I'm working with a wealth component dataset that includes variables for housing, business, financial assets, loans, and non-housing loans. These variables have varying levels of randomly allocated missing values (NA).
My goal is to calculate net assets using the formula: housing + business + financial - loan - loan_non_housing
I've implemented the following method to calculate net assets. It handles missing values (NA) carefully. For assets and liabilities, it sums components while ignoring NAs. Then, returns NA if all components are NA (instead of 0). For net assets, the code accounts for all combinations of NA in assets and liabilities. It also gives accurate results even when only one value is available.
df$assets <- apply(df[, c("housing","business", "financial")], 1, function(x) {
if (all(is.na(x))) { return(NA)} else {return(sum(x, na.rm = TRUE)) }})
df$liabilities <- apply(df[, c("loan","loan_non_housing")], 1, function(x) {
if (all(is.na(x))) { return(NA)} else {return(sum(x, na.rm = TRUE)) }})
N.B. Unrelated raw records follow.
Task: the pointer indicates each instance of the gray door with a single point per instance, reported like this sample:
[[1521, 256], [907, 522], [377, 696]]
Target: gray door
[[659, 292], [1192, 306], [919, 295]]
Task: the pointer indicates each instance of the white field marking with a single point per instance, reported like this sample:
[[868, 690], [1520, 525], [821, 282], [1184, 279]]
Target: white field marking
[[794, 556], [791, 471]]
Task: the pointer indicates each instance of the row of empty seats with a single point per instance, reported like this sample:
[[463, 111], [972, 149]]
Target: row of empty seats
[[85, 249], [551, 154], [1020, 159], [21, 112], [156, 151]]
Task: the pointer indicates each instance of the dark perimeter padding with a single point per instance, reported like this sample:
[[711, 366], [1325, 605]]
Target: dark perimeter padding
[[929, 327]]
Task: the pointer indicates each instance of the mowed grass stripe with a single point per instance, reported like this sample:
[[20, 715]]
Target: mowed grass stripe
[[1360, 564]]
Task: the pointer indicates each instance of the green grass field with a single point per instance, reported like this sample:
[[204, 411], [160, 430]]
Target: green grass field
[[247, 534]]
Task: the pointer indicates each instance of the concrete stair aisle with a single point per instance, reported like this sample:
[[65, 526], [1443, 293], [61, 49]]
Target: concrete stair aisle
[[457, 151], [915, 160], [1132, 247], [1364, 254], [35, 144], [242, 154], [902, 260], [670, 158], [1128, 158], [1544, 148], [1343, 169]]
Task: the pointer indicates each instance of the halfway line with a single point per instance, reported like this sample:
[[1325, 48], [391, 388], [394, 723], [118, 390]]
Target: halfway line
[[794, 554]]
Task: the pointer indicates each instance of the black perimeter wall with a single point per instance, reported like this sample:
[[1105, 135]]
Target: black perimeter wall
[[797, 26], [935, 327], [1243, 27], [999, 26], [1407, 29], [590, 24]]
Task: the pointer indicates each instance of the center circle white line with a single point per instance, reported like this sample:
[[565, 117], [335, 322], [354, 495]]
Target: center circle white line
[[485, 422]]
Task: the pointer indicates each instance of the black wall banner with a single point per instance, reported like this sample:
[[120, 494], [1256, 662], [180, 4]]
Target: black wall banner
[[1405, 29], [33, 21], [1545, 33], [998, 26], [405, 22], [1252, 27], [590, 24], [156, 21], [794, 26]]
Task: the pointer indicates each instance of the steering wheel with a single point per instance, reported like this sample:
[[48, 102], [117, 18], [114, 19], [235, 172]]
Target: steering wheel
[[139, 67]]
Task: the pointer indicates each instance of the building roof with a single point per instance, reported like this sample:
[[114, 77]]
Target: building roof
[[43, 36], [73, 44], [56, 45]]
df$net_assets <- ifelse(is.na(df$assets) & is.na(df$liabilities), NA,
ifelse(is.na(df$assets), -df$liabilities,
ifelse(is.na(df$liabilities), df$assets,
df$assets - df$liabilities)))
This approach yielded more accurate results compared to simpler calculation methods.
However, I've encountered an issue when calculating the average wealth by age groups and social classes:
fig_net_assets <- df %>%
group_by(age_groups, social_class) %>%
summarise(
mean_net_assets = mean(net_assets, na.rm = TRUE),
mean_net_assets_manual = mean(housing + business + financial - loan - loan_non_housing, na.rm = TRUE),
mean_housing = mean(housing, na.rm = TRUE),
mean_business = mean(business, na.rm = TRUE),
mean_financial = mean(financial, na.rm = TRUE),
mean_loan = mean(loan, na.rm = TRUE),
mean_loan_non_housing = mean(loan_non_housing, na.rm = TRUE)
)
The results from mean_net_assets = mean(net_assets, na.rm = TRUE)
differ significantly from the manually calculated total of mean averages (mean_housing + mean_business + mean_financial - mean_loan - mean_loan_non_housing
).
In my actual dataset, the mean_net_assets
results are more intuitive. For example, for the working class aged 25-34 in Germany, I get an average wealth of around 50K euros when i calculate it with mean_net_assets
. On the other hand, i get 200K euros when i calculate it with mean_net_assets_manual
. The latter scenario is very much unlikely compared to other findings in the literature which makes me believe that the way i calculated mean_net_assets
for missing values earlier is correct.
My question is: How can I calculate the average wealth for each dimension separately while ensuring that their sum (mean_housing + mean_business + mean_financia - mean_loan - mean_loan_non_housing
) matches the overall average net assets calculated using mean(net_assets, na.rm = TRUE)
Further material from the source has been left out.